One important attribute of any condominium or cooperative board is that it manifests the best interests of its owner or shareholder base. This requires a certain attentiveness, as the wants and needs of residents are likely to change over time for any number of factors. Neighborhoods and communities are wont to evolve, and a board must be ready to adapt in tune.
Recently, as reported by Michelle Higgins in The New York Times in May, a 14-building co-op complex in Jackson Heights, Queens, lifted a long-held ban on walking on its grass. Now this may sound like a minor alteration in policy, but in New York, space is at a premium and lush landscapes are rare. A board may think that preserving its grassy knolls is paramount, as they add to the property value and can be easily trampled by pets or rambunctious children. But, clearly, in this instance, the tide had changed to the point that being able to enjoy the outdoor common areas emerged as the dominant priority. Which begs the questions: in what other areas are attitudes changing in communal living? How does a board best go about appealing to the desires of a newer demographic without alienating the old guard? From whence does conflict arise?

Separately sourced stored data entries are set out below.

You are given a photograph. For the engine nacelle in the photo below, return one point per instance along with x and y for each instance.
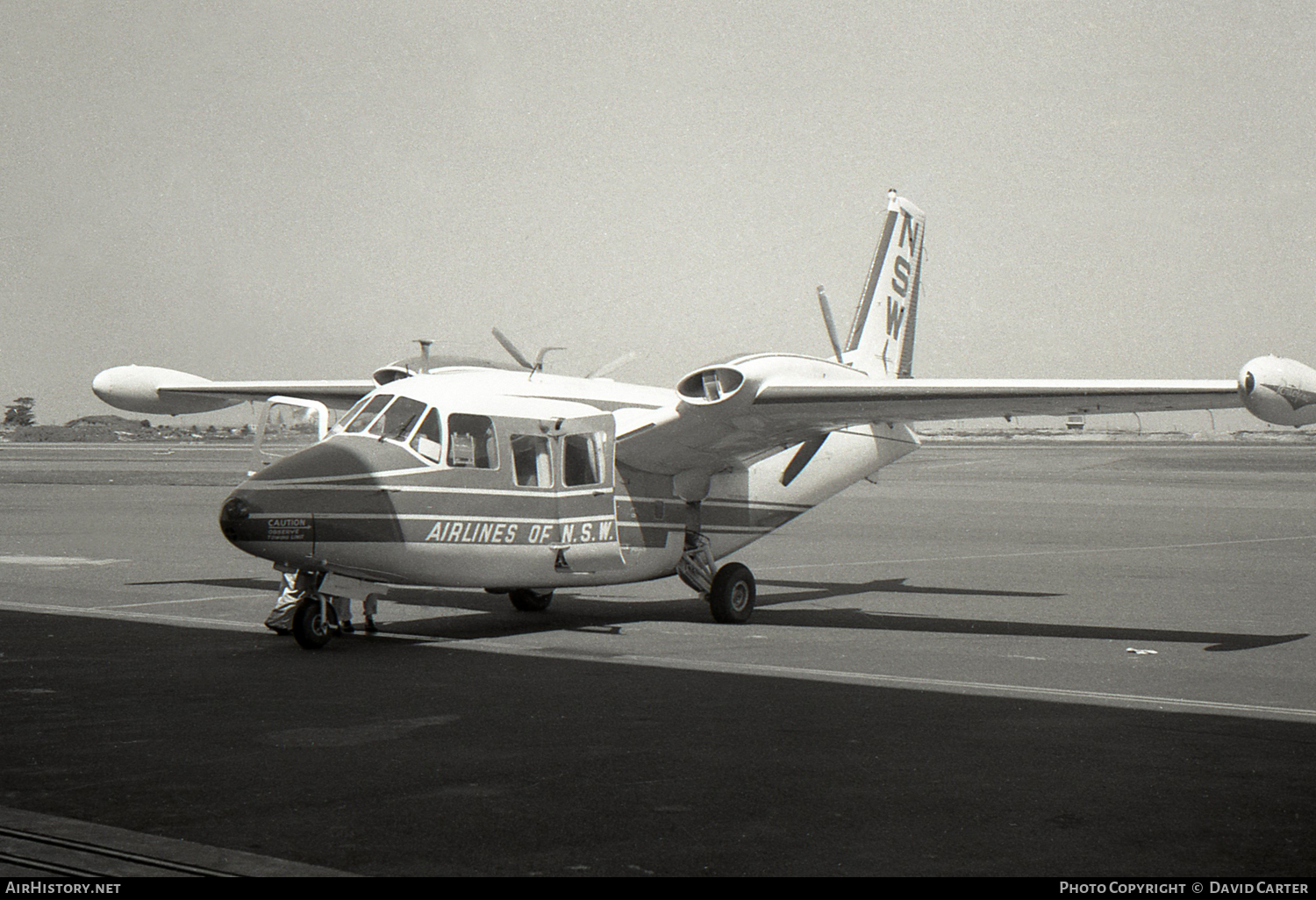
(136, 389)
(1278, 391)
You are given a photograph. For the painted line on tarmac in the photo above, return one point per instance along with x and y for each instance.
(100, 612)
(15, 560)
(940, 684)
(1037, 553)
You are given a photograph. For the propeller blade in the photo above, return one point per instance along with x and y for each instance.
(511, 347)
(831, 325)
(539, 358)
(613, 366)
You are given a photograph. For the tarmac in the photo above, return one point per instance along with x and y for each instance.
(1047, 660)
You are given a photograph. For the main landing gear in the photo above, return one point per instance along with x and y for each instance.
(315, 621)
(729, 589)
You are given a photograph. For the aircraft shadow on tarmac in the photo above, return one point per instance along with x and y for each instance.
(245, 583)
(491, 616)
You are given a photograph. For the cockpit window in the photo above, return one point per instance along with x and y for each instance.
(531, 461)
(429, 437)
(400, 418)
(361, 420)
(582, 460)
(471, 442)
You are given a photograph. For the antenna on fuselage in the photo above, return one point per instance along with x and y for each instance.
(424, 354)
(520, 357)
(831, 325)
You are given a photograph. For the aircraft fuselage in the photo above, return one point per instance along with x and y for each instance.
(521, 489)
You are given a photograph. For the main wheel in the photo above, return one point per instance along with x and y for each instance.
(732, 594)
(528, 600)
(310, 625)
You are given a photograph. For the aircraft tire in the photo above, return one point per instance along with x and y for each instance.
(308, 625)
(528, 600)
(732, 594)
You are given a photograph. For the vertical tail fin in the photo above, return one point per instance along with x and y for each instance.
(892, 289)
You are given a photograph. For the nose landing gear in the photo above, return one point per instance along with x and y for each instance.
(729, 589)
(315, 621)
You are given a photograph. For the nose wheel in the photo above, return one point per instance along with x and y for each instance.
(313, 623)
(528, 600)
(731, 596)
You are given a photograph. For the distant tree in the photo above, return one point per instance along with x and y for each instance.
(20, 412)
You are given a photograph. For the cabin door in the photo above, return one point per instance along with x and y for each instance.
(586, 534)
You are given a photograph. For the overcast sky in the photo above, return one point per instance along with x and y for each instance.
(274, 189)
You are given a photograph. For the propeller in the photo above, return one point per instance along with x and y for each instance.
(831, 325)
(520, 357)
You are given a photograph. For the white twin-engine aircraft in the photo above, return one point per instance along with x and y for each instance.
(462, 473)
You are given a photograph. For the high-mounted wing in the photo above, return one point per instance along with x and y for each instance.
(165, 391)
(753, 407)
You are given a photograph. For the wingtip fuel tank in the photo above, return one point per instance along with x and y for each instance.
(1278, 391)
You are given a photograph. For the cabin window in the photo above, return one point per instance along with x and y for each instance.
(471, 442)
(582, 460)
(361, 420)
(402, 416)
(429, 437)
(531, 460)
(347, 416)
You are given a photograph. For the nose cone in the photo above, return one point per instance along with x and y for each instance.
(295, 510)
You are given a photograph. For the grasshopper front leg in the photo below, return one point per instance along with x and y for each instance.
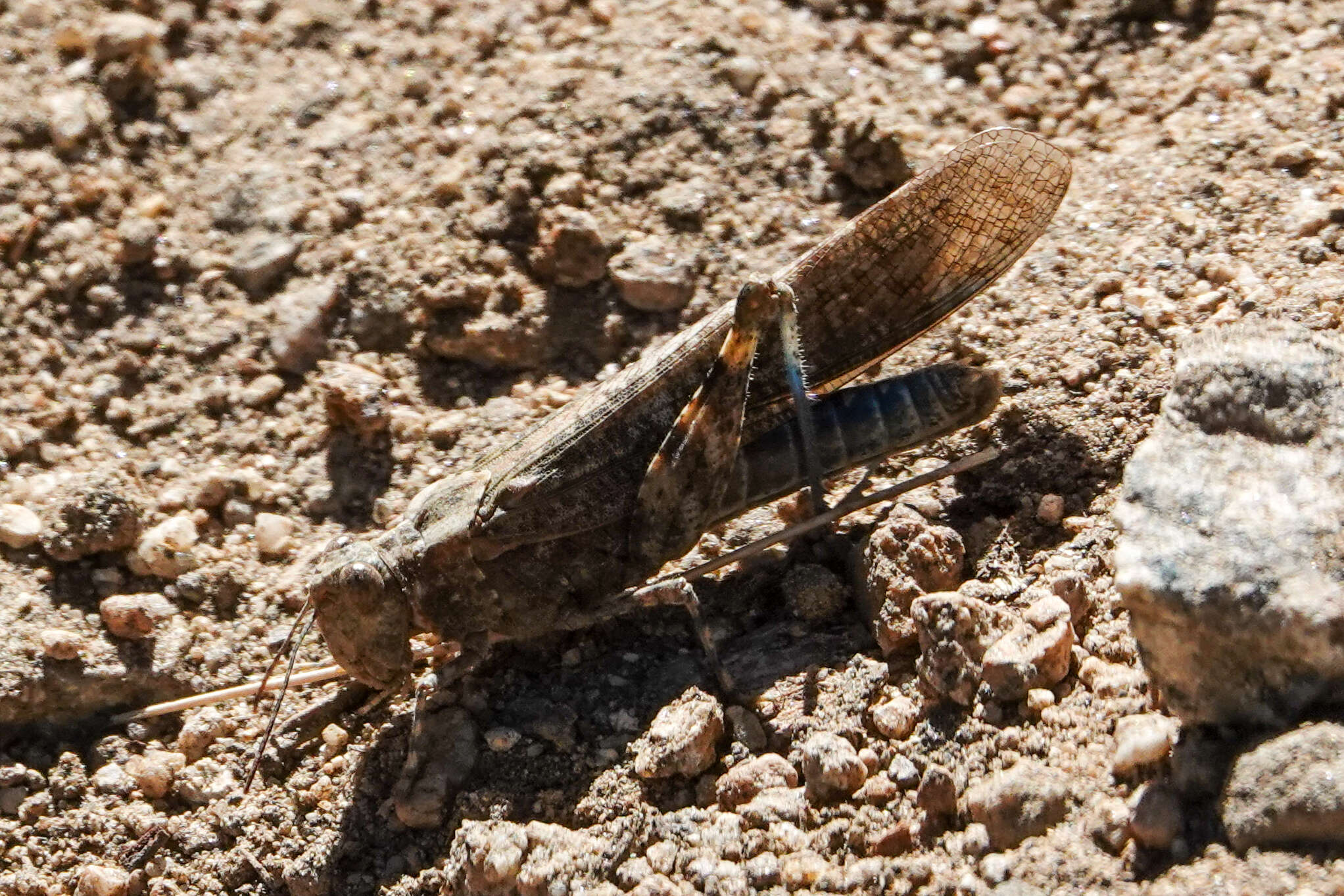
(684, 486)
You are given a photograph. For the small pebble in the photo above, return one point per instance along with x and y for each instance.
(261, 261)
(1051, 509)
(139, 237)
(155, 770)
(355, 398)
(903, 771)
(503, 739)
(746, 780)
(204, 781)
(201, 730)
(112, 780)
(570, 250)
(1288, 789)
(19, 527)
(897, 840)
(59, 644)
(1019, 802)
(299, 337)
(335, 736)
(1141, 740)
(272, 532)
(264, 390)
(896, 718)
(744, 73)
(652, 277)
(1309, 215)
(813, 593)
(746, 728)
(118, 35)
(937, 793)
(135, 615)
(103, 880)
(166, 550)
(69, 121)
(831, 767)
(682, 738)
(1020, 100)
(1156, 820)
(776, 805)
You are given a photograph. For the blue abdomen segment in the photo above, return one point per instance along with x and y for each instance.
(861, 423)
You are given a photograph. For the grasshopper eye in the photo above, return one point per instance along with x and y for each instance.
(362, 613)
(359, 579)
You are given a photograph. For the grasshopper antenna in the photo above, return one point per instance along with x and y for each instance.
(280, 697)
(280, 655)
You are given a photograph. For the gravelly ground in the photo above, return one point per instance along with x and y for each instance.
(199, 202)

Some rules that fall to the wayside—or rile up residents when they do not—do so because they were always just kind of bad. Stephen Elbaz, president of Esquire Management Corporation in Brooklyn, has recently dealt with such a headache at one of his properties. "We had a new board come in to run a 50-year-old post-war elevator property in Brooklyn," he says. "As an apartment rounds that half-century mark, certain things need to be changed or repaired; bathrooms, kitchens and wood floors just don't have that kind of life expectancy. But this building had a rule in place prohibiting the installation of new bathrooms, no matter what. It was the complete opposite of logic. Residents don't want a ratty old bathtub, but the board argued that changing them out would have too great an impact on the plumbing. This was a major cause of consternation."
Sublet policies vary wildly from property to property and from condo to co-op, and can provide another reason for boards and owners to be at loggerheads. "In my experience, sublet policies tend to go up and down with the times," says Elbaz. "Some buildings are very liberal, and others will greatly restrict or prohibit sublets, which causes a hardship on people. If you have someone going away to university, or undergoing a non-permanent job transfer such that they have to leave for a year or so, and they can't sublet their apartment, they have to either leave it empty, which causes a financial burden, or sell it, which may not be ideal for them."